The mother pheasant had taken refuge in the house, my mother said, to hide from the crows, who were after her chicks. ‘Look! See them!’ she said. ‘Beasts.’ I peered through the kitchen window. Three crows, disguising their murderous intent with a kind of arrogant nonchalance, were riding the branches of the holly tree. I went outside and pelted them with rotten windfall apples as they flew off, then I came back inside and chased the pheasant chicks one at a time round and round the kitchen table. In a dreadful panic, the mother pheasant decided that discretion was the better part of valour and escaped through the open kitchen window, smashing a vase on the sill as she went. My mother and her visitor stayed to witness the spectacle of the chase, while the visitor continued to relate her customer-services story into my mother’s ear as a rival attraction. Once captured, the youngsters sat quietly in my arms. As I bore the captives out of the room, I paused so that my mother and her visitor might have a closer look at them. My mother reached out a hand to smooth their feathers. Her visitor followed suit grudgingly, without interrupting her detailed narrative of what she said to the customer-services manager, and how she heard him say to someone in the background, ‘It’s her again.’ And she said to him, ‘I heard that.’ And he said to her, ‘Heard what?’ And so on and so forth, the sympathies of all those within earshot of this narrative lying not with her, but entirely and fundamentally with the customer-services manager.
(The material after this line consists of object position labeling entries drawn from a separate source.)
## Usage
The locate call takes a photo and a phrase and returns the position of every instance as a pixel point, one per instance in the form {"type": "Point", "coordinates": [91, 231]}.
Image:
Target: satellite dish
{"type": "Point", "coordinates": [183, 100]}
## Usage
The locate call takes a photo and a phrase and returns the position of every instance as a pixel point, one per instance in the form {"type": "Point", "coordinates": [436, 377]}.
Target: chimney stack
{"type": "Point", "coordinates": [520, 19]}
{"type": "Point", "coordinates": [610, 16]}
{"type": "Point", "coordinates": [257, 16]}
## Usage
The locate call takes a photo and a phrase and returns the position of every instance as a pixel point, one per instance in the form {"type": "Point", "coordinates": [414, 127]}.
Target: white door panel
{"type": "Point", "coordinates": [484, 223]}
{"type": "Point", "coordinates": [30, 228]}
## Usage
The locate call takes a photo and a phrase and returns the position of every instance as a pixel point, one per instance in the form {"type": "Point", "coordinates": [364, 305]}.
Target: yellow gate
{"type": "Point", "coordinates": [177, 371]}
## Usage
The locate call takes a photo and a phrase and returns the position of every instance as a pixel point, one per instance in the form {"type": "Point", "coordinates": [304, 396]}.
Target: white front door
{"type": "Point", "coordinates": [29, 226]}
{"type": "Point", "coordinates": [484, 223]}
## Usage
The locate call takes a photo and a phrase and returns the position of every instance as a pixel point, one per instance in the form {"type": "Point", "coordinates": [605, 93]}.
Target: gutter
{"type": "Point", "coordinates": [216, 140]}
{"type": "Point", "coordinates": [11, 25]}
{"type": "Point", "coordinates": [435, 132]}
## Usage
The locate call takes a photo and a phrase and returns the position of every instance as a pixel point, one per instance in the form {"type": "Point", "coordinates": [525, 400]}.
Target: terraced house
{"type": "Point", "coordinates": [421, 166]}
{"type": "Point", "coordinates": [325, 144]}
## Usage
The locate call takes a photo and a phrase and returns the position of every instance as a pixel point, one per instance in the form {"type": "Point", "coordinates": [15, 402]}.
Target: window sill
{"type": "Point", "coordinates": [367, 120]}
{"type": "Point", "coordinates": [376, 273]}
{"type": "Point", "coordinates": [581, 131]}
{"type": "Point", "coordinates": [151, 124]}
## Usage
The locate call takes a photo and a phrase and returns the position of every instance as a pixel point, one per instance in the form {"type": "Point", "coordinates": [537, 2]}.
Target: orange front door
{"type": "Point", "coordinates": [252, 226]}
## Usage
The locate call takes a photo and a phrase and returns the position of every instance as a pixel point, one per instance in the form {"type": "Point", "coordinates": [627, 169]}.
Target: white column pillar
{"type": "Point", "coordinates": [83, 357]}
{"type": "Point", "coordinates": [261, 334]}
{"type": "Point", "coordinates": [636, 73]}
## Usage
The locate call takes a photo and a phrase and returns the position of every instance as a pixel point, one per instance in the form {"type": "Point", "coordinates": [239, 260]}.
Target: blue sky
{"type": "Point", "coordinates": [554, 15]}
My mother is rarely, as far as I can tell, invited to offer news of herself, indeed to speak at all. But if by some mischance she does say anything, it will remind the visitor of something that happened to her, and this, too, will be related in detail and at life-threatening length. She never gets to tell them, for example, how nowadays the tablets she is taking for her early-stage Parkinson’s disease give her strange hallucinations in the night-time. They are always the same. There are two. One is that there is a giant rat in the bed with her. This is terrifying. The other is that there are people in her bedroom. These she senses rather than visualises. She has no idea who they are, but because she also senses that these people are kindly disposed towards her she doesn’t mind them. Another odd result of the tablets is that she sometimes fails to recognise familiar objects. The other day it was a slug in the porch. She had to call for help. ‘I just couldn’t work out what it was,’ she explained afterwards. ‘I was frightened it was going to fly up at me!’

So, if these visitors would only interrupt their monologues for a moment or two and ask my mother about herself, they would be entertained and amused. But their egotism has such a grip on them that it’s a kind of insanity, and they never do.